Four Students Receive NAIOP Diversity Student Scholarships

Fall 2021 Issue
By: Hannah Buckles

The association awarded scholarships to graduate students from backgrounds traditionally under-represented in the commercial real estate industry.

NAIOP is pleased to announce the recipients of the 2021 NAIOP Diversity Student Scholarships.

The scholarship program was established in 2016 to support students pursuing degrees at NAIOP university member schools that will lead to careers in the commercial real estate industry. Preference is given to students from backgrounds that have traditionally been under-represented in the industry. In addition to $5,000, beneficiaries also received complimentary registration and a $1,000 travel stipend for NAIOP’s CRE.Converge 2021 conference in Miami Beach, Florida. 

Applications were reviewed by a panel of industry experts, and four candidates were selected as the 2021 awardees. All winners are NAIOP student members and on track to become leaders in commercial real estate in each of their respective fields, which range from architecture and design to development and land-use regulations.

Effron

Margarita Effron

Margarita Effron is a law clerk with The Vakula Law Firm in Phoenix, Arizona, who plans to combine her background in law and her Master of Real Estate Development degree from Arizona State University to create solutions for cities in the Phoenix metropolitan area that are experiencing rapid urbanization. Effron focuses on the effects that government policies and legislation can have on the economy and commercial real estate development. She is particularly interested in land-use law. 

During her academic career, Effron became involved in zoning modifications for several projects, including the Chula Vista Bayfront mega-project in Southern California, and she learned how policies and regulations can work with responsible development to boost the socioeconomic conditions of a community. Long-term, Effron plans to focus her career on mixed-use development and consult on land use and zoning issues in Arizona.

As an immigrant to the U.S. with no family in the country, Effron is thankful for her professors who encouraged her with positive feedback and her mentor Mark Stapp, executive director of the Master of Real Estate Development program at Arizona State University, for breaking down complex issues and always being kind and supportive. 

Garcia

Antonio Garcia

Antonio Garcia is a graduate student who began his academic career at the University of Colorado, Boulder and has since transferred to New York University, where he plans to complete a Master of Real Estate degree in 2023. He is a descendent of the Spanish and Mexican people who migrated to what is now Mora, New Mexico, as part of the 1845 Mora Land Grant.

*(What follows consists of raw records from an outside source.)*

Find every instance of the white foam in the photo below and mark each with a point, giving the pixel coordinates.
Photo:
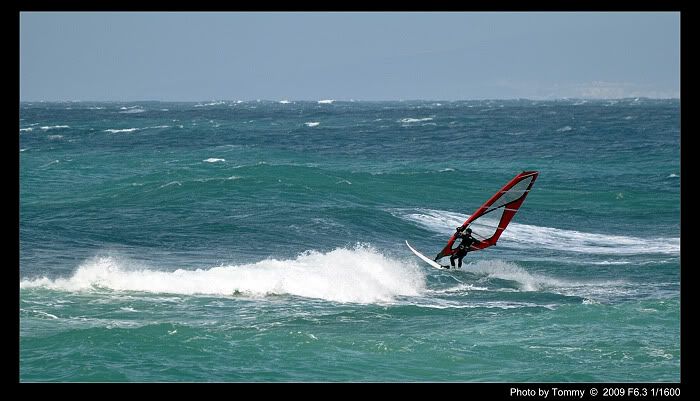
(116, 131)
(48, 127)
(531, 236)
(361, 275)
(414, 120)
(214, 103)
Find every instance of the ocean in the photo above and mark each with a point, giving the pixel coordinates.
(256, 241)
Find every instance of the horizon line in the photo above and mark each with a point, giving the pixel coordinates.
(345, 100)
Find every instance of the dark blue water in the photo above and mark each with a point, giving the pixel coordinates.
(264, 241)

Thanks to his grandfather’s decision to move the family for better educational opportunities, his parents were able to invest in single-family homes and turn them into rental properties. Garcia says his parents ingrained an entrepreneurial attitude and work ethic into him by taking him to work with them at their properties.

As an undergraduate at the University of Colorado, Garcia began his own foray into real estate analysis and investment. In the first year of operations, his company performed more than 50 transactions, including investment in single-family homes and sourcing of distressed properties for other retail and portfolio investors.

Garcia currently works as an analyst with Hanover Street Capital in New York City. In the future, he would like to work as an investment analyst and eventually operate a value-add private equity firm and invest in neglected neighborhoods in need of capital. 

Nusheen

Nusheen Majidi

Nusheen Majidi is pursuing master’s degrees in architecture and real estate development at the University of Maryland, College Park, and she expects to complete her studies in December 2021. She is a first-generation American and is passionate about international culture as well as health and well-being. As a fitness instructor with a Bachelor of Science in kinesiology, Majidi is focused on conscientious building design and development that benefits the public and the environment. 

Majidi has maintained her unique perspective through courses in public health, urban design and multicultural planning, and she participated in the 2021 Department of Housing and Urban Development’s Innovation in Affordable Housing Competition. 

She has earned several scholarships, and her ultimate goal within commercial real estate is to become an architect-developer with a firm focused on health and sustainability.  Majidi currently works as a graduate administrative assistant. 

Murphy

Jasmine Murphy

Jasmine Murphy is an architectural designer at Stevens & Wilkinson, Inc., in Columbia, South Carolina. She is also pursuing a Master of Real Estate Development at Clemson University and expects to complete her degree in December 2021.

Murphy believes that her experience growing up in a military family — moving 12 times throughout her childhood — has helped her learn to thrive and adapt quickly to new people and places.  Even so, Murphy values community. She demonstrates this through volunteerism as a former teacher assistant at the Savannah College of Art and Design and as a childcare helper at Cornerstone Community Church in Orangeburg, South Carolina. She also expresses her love of community through her enthusiasm for multifamily and mixed-use development.

“I long to be able to create a safe place where one can come and let down their guard… and a place where one always feels welcomed,” she says.

As she continues in her commercial real estate career, Murphy plans to prioritize relationships with surrounding communities and public officials to ensure her work in building and site design will leave a positive impact for the future generations who will experience the built environment.  

Hannah Buckles is the member services coordinator for NAIOP.